What This Means for Your Operation
You don’t control base changes or formula tweaks. You do control how much risk you take, which studs you trust, and how you weight solids, fertility, and efficiency when you pick bulls.
- Audit your reliability stack within 30 days. Print your current sire list and match it against the December 2025 U.S. CDCB/HAUSA proofs. Any bull under 70% reliability on TPI? Treat him as a genomic young sire in practice, even if he technically has some daughters. Any bull above 90% reliability with daughters across multiple herds is your stability layer — the Captain/Gameday-type bulls that absorb shocks when formulas move. Any sire list where three young bulls cover more than half your matings should be a red flag, given the 59% attrition this class showed.

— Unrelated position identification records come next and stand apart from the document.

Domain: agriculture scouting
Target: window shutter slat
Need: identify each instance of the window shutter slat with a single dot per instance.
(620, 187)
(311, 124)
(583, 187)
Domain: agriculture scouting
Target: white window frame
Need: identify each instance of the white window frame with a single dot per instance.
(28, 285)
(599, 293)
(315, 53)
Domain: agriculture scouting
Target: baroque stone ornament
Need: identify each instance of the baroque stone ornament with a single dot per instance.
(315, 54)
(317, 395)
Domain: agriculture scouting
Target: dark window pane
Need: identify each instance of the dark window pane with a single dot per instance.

- Balance proven vs. genomic on purpose, not by accident. For a commercial Holstein herd, a pragmatic split looks like 50–70% of matings on a small group of high-reliability proven sires whose daughters do exactly what the current TPI and milk cheque care about — solids, fertility, efficiency — and 30–50% of matings on genomic sires spread across at least 4–6 different lines.
- Run a type-fragility check before you chase the next PTAT rocket. The bulls that crashed hardest here — Homecoming, Supercharge, Shine — weren’t derailed by milk. They were derailed by over-predicted type and weak functional traits, especially once base and formula changes hit. Before you lean into the next big PTAT bull, look at his sire and MGS proof history and his health/fertility stack. If the pedigree is all type and no ballast, keep that semen for donors and show projects — not across the whole freestall herd.
- Respect daughter and herd counts as filters, not fine print. A bull with 300 daughters in 20 herds is still on trial. A bull with thousands of daughters in hundreds of herds is telling you who he really is, for better or worse. Make that filter part of your mating program, not a footnote you glance at after you’ve picked the bull.
- Align with solids and efficiency economics. U.S. component pricing and export data are pointing the same direction: fat and protein drive the cheque, and global demand is solids-hungry. Pick sires that put more fat and protein in the tank at realistic feed costs — the new FE$ and Net Merit formulas are already paying those cows differently. For the economics that now reward solids and efficiency over sheer volume, see our analysis of the $1.6B dairy shift.

Key Takeaways
- If you build your sire list only from the very top of a genomic ranking, you’re accepting that roughly 6 out of 10 “elite” bulls may never even see a daughter-proven proof; to manage that risk, blend proven stability with genomic upside.
- If you see a bull drop 100–150 TPI points between 2020 and 2025, don’t panic; check how much of that is base change and formula moves versus real trait erosion before you write him off.
- If a high-PTAT young sire’s pedigree leans hard on Legacy/Heroic/Delta lines and doesn’t bring matching health and fertility, treat him as a specialist tool for donors and show cows — not as a herd-wide solution.
- If you’re choosing between two bulls available at the same time, and one puts an extra 90–100 lb of combined fat and protein into each daughter’s tank at current component prices, assume that’s worth several hundred dollars per cow per year and make your semen budget reflect it.
The Bottom Line
Genomics is still the sharpest tool in the shed. But if you love speed and are willing to absorb some crashes, you’ll keep leaning into young sires. If you’d rather sleep at night, let bulls like Captain and Parfect carry most of the weight while genomics scouts the next generation. The difference between a well-diversified strategy and a concentrated one is the difference between Captain and Supercharge.
Pull up your semen invoices from 2020–2021 and your December 2025 proof file. How many of those bulls are still earning their keep under today’s rules — and how many were gone before their daughters hit a parlor?